Abstract

A microfluidic device is described in which an electrospray interface to a mass spectrometer is integrated with a capillary electrophoresis channel, an injector and a protein digestion bed on a monolithic substrate. A large channel, 800 microm wide, 150 microm deep and 15 mm long, was created to act as a reactor bed for trypsin immobilized on 40-60 microm diameter beads.

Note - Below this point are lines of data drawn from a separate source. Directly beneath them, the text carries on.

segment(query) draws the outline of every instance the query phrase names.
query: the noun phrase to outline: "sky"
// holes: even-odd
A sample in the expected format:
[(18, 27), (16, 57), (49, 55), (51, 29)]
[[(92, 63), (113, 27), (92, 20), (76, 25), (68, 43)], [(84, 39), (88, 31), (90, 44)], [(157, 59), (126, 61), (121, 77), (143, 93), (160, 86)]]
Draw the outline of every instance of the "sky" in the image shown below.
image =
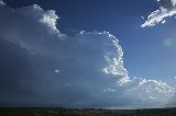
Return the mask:
[(0, 0), (0, 15), (1, 106), (176, 106), (176, 0)]

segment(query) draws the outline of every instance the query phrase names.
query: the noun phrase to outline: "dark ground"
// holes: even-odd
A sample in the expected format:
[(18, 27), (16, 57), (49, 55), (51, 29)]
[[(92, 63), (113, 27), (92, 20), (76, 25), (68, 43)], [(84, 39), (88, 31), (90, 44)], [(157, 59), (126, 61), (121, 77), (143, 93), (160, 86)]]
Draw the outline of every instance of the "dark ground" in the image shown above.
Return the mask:
[(94, 109), (61, 107), (0, 108), (0, 116), (176, 116), (176, 108)]

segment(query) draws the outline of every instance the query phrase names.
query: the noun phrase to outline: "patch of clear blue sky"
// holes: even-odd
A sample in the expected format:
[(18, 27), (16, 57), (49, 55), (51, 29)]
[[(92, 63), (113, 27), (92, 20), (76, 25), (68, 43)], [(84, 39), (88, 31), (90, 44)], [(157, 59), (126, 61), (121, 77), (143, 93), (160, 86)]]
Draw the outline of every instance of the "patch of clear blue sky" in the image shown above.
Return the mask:
[[(124, 67), (131, 77), (169, 80), (176, 76), (176, 20), (142, 28), (155, 0), (4, 0), (12, 8), (40, 4), (56, 10), (58, 28), (70, 31), (109, 31), (124, 51)], [(164, 46), (165, 39), (172, 42)], [(170, 43), (169, 42), (169, 43)], [(167, 42), (166, 42), (167, 43)]]

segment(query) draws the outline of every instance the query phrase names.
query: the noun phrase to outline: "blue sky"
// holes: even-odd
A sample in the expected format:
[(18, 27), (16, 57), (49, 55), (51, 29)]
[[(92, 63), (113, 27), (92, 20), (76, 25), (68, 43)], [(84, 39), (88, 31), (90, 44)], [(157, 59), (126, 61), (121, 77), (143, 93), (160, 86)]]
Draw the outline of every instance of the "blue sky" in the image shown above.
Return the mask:
[[(22, 83), (25, 83), (25, 81), (22, 78), (16, 78), (20, 84), (14, 85), (16, 90), (13, 91), (18, 91), (19, 94), (13, 94), (11, 90), (11, 88), (14, 88), (13, 85), (7, 88), (7, 90), (2, 89), (4, 91), (2, 100), (8, 94), (14, 96), (14, 100), (11, 100), (12, 104), (6, 102), (8, 98), (4, 98), (4, 105), (139, 108), (152, 107), (153, 104), (164, 101), (154, 107), (173, 106), (173, 104), (175, 106), (173, 102), (176, 81), (174, 79), (176, 77), (175, 0), (3, 1), (7, 4), (0, 9), (0, 14), (3, 18), (0, 22), (2, 26), (0, 28), (1, 44), (3, 45), (1, 51), (4, 54), (2, 62), (8, 61), (6, 57), (13, 54), (16, 61), (9, 62), (9, 66), (6, 63), (2, 66), (7, 67), (6, 71), (8, 72), (13, 70), (13, 67), (10, 69), (10, 66), (14, 65), (15, 67), (16, 62), (19, 70), (24, 69), (24, 73), (19, 74), (19, 70), (12, 71), (13, 76), (28, 77), (26, 80), (31, 82), (28, 83), (29, 88), (21, 90), (20, 88), (23, 86)], [(14, 13), (11, 12), (12, 10), (14, 10)], [(54, 10), (55, 12), (47, 10)], [(3, 25), (4, 23), (8, 25)], [(80, 33), (82, 31), (85, 32)], [(111, 37), (111, 34), (116, 38)], [(59, 39), (66, 39), (66, 42), (61, 40), (58, 45), (54, 44), (57, 43), (55, 42), (56, 36)], [(112, 42), (109, 42), (106, 36), (109, 36)], [(51, 39), (48, 40), (48, 38)], [(117, 45), (113, 43), (114, 39), (119, 40)], [(8, 47), (11, 44), (13, 47)], [(111, 47), (108, 45), (111, 45)], [(85, 46), (85, 50), (80, 50), (84, 49), (82, 46)], [(3, 50), (7, 48), (10, 50)], [(13, 51), (12, 49), (16, 50)], [(33, 56), (33, 53), (35, 56)], [(105, 59), (102, 59), (102, 56)], [(19, 62), (20, 59), (23, 59), (26, 63)], [(44, 68), (45, 66), (47, 67)], [(103, 68), (105, 66), (106, 68)], [(101, 67), (106, 70), (106, 74), (99, 72)], [(36, 73), (33, 72), (34, 69)], [(51, 70), (54, 70), (54, 76)], [(8, 80), (11, 80), (11, 76), (4, 74), (6, 71), (1, 72), (0, 76), (8, 77)], [(61, 80), (50, 78), (57, 76), (61, 77)], [(72, 79), (72, 76), (75, 79)], [(31, 77), (36, 80), (31, 79)], [(44, 80), (37, 85), (36, 82), (40, 82), (41, 77), (44, 77)], [(78, 77), (84, 77), (84, 79)], [(91, 78), (89, 79), (89, 77)], [(94, 77), (98, 78), (94, 80)], [(101, 80), (100, 77), (114, 77), (118, 85), (113, 83), (114, 78), (110, 80), (103, 78), (100, 85), (96, 85), (96, 82)], [(133, 79), (134, 77), (138, 79)], [(8, 80), (1, 78), (3, 83)], [(80, 82), (77, 82), (79, 80)], [(56, 83), (57, 81), (58, 83)], [(91, 86), (92, 81), (95, 81), (95, 84)], [(13, 84), (16, 83), (18, 81), (13, 82)], [(32, 88), (32, 84), (38, 90)], [(70, 88), (72, 84), (75, 85), (75, 90)], [(142, 85), (141, 89), (138, 84)], [(38, 92), (43, 86), (47, 86), (48, 90)], [(162, 90), (163, 86), (165, 90)], [(4, 86), (1, 85), (1, 88)], [(79, 90), (79, 88), (82, 89)], [(157, 88), (163, 93), (157, 91)], [(146, 92), (143, 92), (144, 90)], [(147, 93), (148, 90), (151, 93)], [(51, 96), (46, 95), (47, 91), (50, 91)], [(95, 94), (97, 91), (102, 94), (102, 97)], [(85, 92), (88, 92), (89, 95), (81, 96)], [(120, 95), (117, 95), (116, 92), (120, 92)], [(68, 93), (78, 95), (68, 97)], [(24, 95), (24, 101), (18, 104), (16, 97), (19, 95)], [(30, 95), (36, 95), (37, 98), (42, 97), (41, 100), (47, 102), (37, 103), (37, 98), (31, 100), (28, 97)], [(53, 95), (54, 97), (58, 95), (58, 98), (53, 98)], [(160, 95), (163, 95), (164, 98), (157, 100)], [(111, 101), (105, 101), (105, 97), (109, 97)], [(51, 101), (51, 98), (53, 100)], [(85, 102), (85, 100), (88, 100), (88, 102)], [(75, 105), (68, 104), (67, 101), (74, 101)], [(136, 101), (140, 101), (139, 104), (135, 103)]]

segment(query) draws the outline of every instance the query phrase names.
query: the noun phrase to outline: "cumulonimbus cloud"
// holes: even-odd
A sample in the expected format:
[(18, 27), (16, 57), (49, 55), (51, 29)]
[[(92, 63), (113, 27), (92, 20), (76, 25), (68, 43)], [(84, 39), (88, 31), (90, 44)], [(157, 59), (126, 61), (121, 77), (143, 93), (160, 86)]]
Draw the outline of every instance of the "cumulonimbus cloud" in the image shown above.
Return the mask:
[(153, 11), (141, 27), (155, 26), (158, 23), (165, 23), (165, 19), (176, 15), (176, 0), (157, 0), (160, 9)]
[(0, 4), (1, 105), (164, 107), (174, 96), (165, 82), (131, 79), (109, 32), (68, 36), (56, 27), (54, 10)]

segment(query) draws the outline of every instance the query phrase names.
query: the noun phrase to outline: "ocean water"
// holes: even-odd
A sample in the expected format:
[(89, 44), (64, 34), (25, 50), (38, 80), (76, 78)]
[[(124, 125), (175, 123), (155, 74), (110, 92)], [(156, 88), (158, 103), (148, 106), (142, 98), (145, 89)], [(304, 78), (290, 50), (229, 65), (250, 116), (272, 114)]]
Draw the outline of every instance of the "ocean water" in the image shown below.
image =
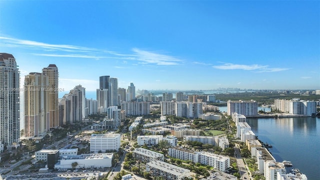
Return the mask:
[(286, 160), (308, 180), (320, 180), (320, 118), (247, 118), (258, 138), (272, 146), (277, 162)]

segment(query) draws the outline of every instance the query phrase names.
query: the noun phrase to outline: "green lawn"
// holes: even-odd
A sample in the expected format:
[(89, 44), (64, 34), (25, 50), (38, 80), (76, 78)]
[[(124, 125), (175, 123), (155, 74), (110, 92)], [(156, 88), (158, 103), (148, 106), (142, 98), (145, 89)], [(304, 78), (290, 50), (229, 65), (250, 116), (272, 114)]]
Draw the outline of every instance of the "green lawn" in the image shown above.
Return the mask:
[(222, 131), (221, 131), (221, 130), (206, 130), (206, 131), (204, 132), (204, 133), (206, 133), (206, 132), (210, 132), (212, 134), (214, 134), (214, 136), (222, 134), (224, 133), (224, 132), (222, 132)]

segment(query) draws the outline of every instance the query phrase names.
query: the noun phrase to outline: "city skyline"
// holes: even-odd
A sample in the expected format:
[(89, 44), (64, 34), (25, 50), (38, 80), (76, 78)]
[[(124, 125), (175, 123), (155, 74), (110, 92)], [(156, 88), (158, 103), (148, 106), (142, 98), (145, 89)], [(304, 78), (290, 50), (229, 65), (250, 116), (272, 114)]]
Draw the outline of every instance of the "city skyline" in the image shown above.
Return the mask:
[(106, 75), (136, 90), (320, 88), (318, 2), (0, 4), (20, 84), (55, 64), (60, 97)]

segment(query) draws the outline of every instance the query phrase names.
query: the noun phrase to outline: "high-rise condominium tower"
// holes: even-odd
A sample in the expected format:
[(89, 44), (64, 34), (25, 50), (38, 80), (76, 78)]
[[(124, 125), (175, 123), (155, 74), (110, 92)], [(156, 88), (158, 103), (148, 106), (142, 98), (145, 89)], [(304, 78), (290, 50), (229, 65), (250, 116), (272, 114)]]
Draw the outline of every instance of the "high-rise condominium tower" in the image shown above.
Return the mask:
[(20, 78), (14, 56), (0, 53), (0, 144), (10, 147), (18, 144), (20, 134)]
[(110, 106), (109, 80), (110, 76), (104, 76), (99, 78), (99, 88), (96, 90), (96, 100), (98, 113), (106, 112)]
[(24, 122), (22, 136), (30, 138), (44, 134), (50, 128), (48, 76), (30, 72), (24, 78)]
[(49, 80), (49, 111), (50, 112), (50, 128), (59, 126), (59, 108), (58, 100), (58, 83), (59, 74), (56, 64), (49, 64), (42, 70), (42, 74), (48, 76)]
[(109, 79), (110, 76), (104, 76), (100, 77), (99, 82), (100, 86), (99, 88), (103, 90), (104, 88), (109, 88)]
[(128, 92), (130, 99), (128, 100), (131, 100), (136, 98), (136, 86), (133, 82), (130, 83), (130, 86), (128, 86)]
[(109, 80), (109, 106), (118, 106), (118, 79), (111, 78)]
[(86, 118), (86, 88), (76, 86), (69, 94), (66, 94), (60, 104), (64, 124), (74, 123)]

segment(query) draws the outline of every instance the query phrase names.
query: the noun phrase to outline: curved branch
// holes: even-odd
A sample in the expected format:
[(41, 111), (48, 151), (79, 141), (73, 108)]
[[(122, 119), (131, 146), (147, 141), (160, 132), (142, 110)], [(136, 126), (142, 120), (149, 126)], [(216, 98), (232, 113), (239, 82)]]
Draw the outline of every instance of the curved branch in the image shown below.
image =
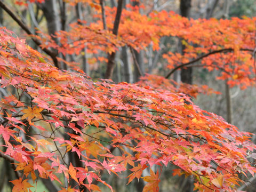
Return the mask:
[[(22, 21), (21, 21), (20, 19), (19, 19), (12, 12), (12, 11), (8, 8), (2, 1), (0, 1), (0, 7), (2, 7), (4, 11), (6, 12), (8, 14), (11, 16), (11, 17), (13, 19), (13, 20), (16, 21), (16, 22), (21, 27), (21, 28), (24, 30), (26, 33), (28, 35), (34, 35), (33, 33), (30, 31), (30, 30), (28, 28), (28, 27), (24, 24)], [(33, 41), (38, 46), (40, 47), (40, 45), (42, 45), (41, 42), (37, 39), (36, 39), (34, 38), (32, 38)], [(41, 48), (42, 49), (42, 48)], [(53, 52), (52, 51), (43, 48), (42, 49), (43, 51), (44, 51), (47, 55), (49, 55), (52, 58), (52, 60), (53, 61), (53, 63), (54, 63), (55, 67), (60, 68), (59, 67), (59, 63), (58, 62), (57, 58), (56, 57), (57, 54)]]
[[(240, 49), (240, 51), (250, 51), (250, 52), (253, 52), (253, 50), (252, 49)], [(182, 65), (180, 65), (177, 67), (176, 67), (175, 68), (174, 68), (173, 69), (172, 69), (171, 71), (170, 71), (168, 74), (167, 74), (167, 75), (165, 76), (165, 78), (168, 78), (170, 77), (170, 76), (171, 76), (171, 75), (172, 75), (173, 73), (174, 73), (176, 70), (177, 70), (178, 69), (180, 69), (180, 68), (182, 68), (184, 67), (186, 67), (189, 65), (190, 65), (190, 64), (193, 64), (197, 61), (198, 61), (199, 60), (201, 60), (201, 59), (205, 58), (205, 57), (207, 57), (209, 55), (211, 55), (212, 54), (215, 54), (215, 53), (221, 53), (221, 52), (231, 52), (231, 51), (234, 51), (234, 49), (231, 49), (231, 48), (228, 48), (228, 49), (221, 49), (221, 50), (215, 50), (215, 51), (213, 51), (212, 52), (210, 52), (210, 53), (206, 53), (206, 54), (205, 54), (192, 61), (189, 61), (188, 62), (186, 62), (186, 63), (183, 63), (183, 64), (182, 64)]]

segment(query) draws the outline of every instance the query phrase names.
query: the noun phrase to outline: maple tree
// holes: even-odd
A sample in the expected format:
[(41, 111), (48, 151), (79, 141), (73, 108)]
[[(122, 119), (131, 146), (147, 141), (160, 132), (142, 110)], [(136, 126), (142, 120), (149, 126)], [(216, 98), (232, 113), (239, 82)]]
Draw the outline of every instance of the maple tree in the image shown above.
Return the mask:
[[(234, 191), (244, 182), (241, 175), (253, 175), (256, 169), (247, 159), (255, 157), (251, 134), (201, 109), (188, 96), (213, 90), (186, 84), (177, 88), (152, 75), (136, 84), (94, 82), (51, 49), (79, 54), (86, 43), (87, 53), (101, 54), (98, 59), (102, 62), (125, 45), (132, 53), (150, 44), (157, 50), (162, 37), (176, 36), (186, 48), (182, 55), (164, 55), (173, 69), (166, 77), (202, 59), (209, 70), (223, 70), (219, 78), (245, 88), (255, 82), (250, 54), (255, 52), (255, 19), (194, 20), (164, 11), (142, 15), (138, 7), (130, 6), (122, 10), (117, 34), (110, 30), (116, 8), (105, 6), (102, 29), (100, 2), (84, 1), (100, 19), (89, 25), (76, 22), (69, 31), (58, 31), (54, 37), (60, 43), (27, 31), (53, 62), (1, 28), (0, 84), (9, 94), (0, 102), (0, 156), (13, 165), (13, 191), (28, 191), (28, 179), (36, 182), (38, 177), (57, 181), (62, 192), (100, 191), (98, 182), (112, 190), (101, 177), (104, 170), (116, 175), (128, 171), (128, 183), (141, 178), (147, 182), (143, 191), (157, 191), (161, 171), (169, 164), (179, 167), (175, 174), (193, 175), (194, 189), (199, 191)], [(73, 70), (59, 69), (60, 62)], [(142, 176), (146, 169), (150, 175)]]

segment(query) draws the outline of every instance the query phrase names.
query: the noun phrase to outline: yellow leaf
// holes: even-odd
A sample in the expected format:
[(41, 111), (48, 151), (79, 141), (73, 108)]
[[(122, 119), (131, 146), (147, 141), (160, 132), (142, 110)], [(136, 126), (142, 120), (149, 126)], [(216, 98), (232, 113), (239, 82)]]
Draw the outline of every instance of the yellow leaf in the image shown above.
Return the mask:
[(33, 108), (31, 108), (30, 107), (28, 107), (27, 109), (25, 109), (22, 110), (24, 113), (21, 117), (22, 119), (27, 118), (29, 121), (30, 121), (33, 118), (36, 117), (39, 119), (42, 119), (43, 117), (42, 116), (41, 112), (44, 109), (41, 107), (34, 107)]
[(223, 175), (222, 174), (219, 174), (217, 178), (213, 179), (212, 180), (212, 183), (215, 187), (221, 188), (222, 187), (223, 181)]
[(10, 181), (10, 182), (14, 185), (12, 188), (12, 192), (27, 192), (28, 188), (34, 187), (27, 181), (28, 179), (22, 181), (21, 178)]

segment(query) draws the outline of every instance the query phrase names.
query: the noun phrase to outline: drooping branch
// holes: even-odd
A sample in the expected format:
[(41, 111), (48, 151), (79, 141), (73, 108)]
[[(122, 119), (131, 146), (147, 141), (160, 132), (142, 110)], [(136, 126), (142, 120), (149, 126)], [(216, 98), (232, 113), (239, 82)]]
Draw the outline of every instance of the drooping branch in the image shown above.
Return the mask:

Separation was performed in channels etched 10 microm deep, 30 microm wide and about 45 mm long, feeding into a capillary, attached to the chip with a low dead volume coupling, that was 30 mm in length, with a 50 microm i.d. and 180 microm o.d. Sample was pumped through the reactor bed at flow rates between 0.5 and 60 microL/min. The application of this device for rapid digestion, separation and identification of proteins is demonstrated for melittin, cytochrome c and bovine serum albumin (BSA). The rate and efficiency of digestion was related to the flow rate of the substrate solution through the reactor bed. A flow rate of 1 or 0.5 microL/min was found adequate for complete consumption of cytochrome c or BSA, corresponding to a digestion time of 3-6 min at room temperature. Coverage of the amino acid sequence ranged from 92% for cytochrome c to 71% for BSA, with some missed cleavages observed. Melittin was consumed within 5 s. In contrast, a similar extent of digestion of melittin in a cuvet took 10-15 min. The kinetic limitations associated with the rapid digestion of low picomole levels of substrate were minimized using an integrated digestion bed with hydrodynamic flow to provide an increased ratio of trypsin to sample. This chip design thus provides a convenient platform for automated sample processing in proteomics applications.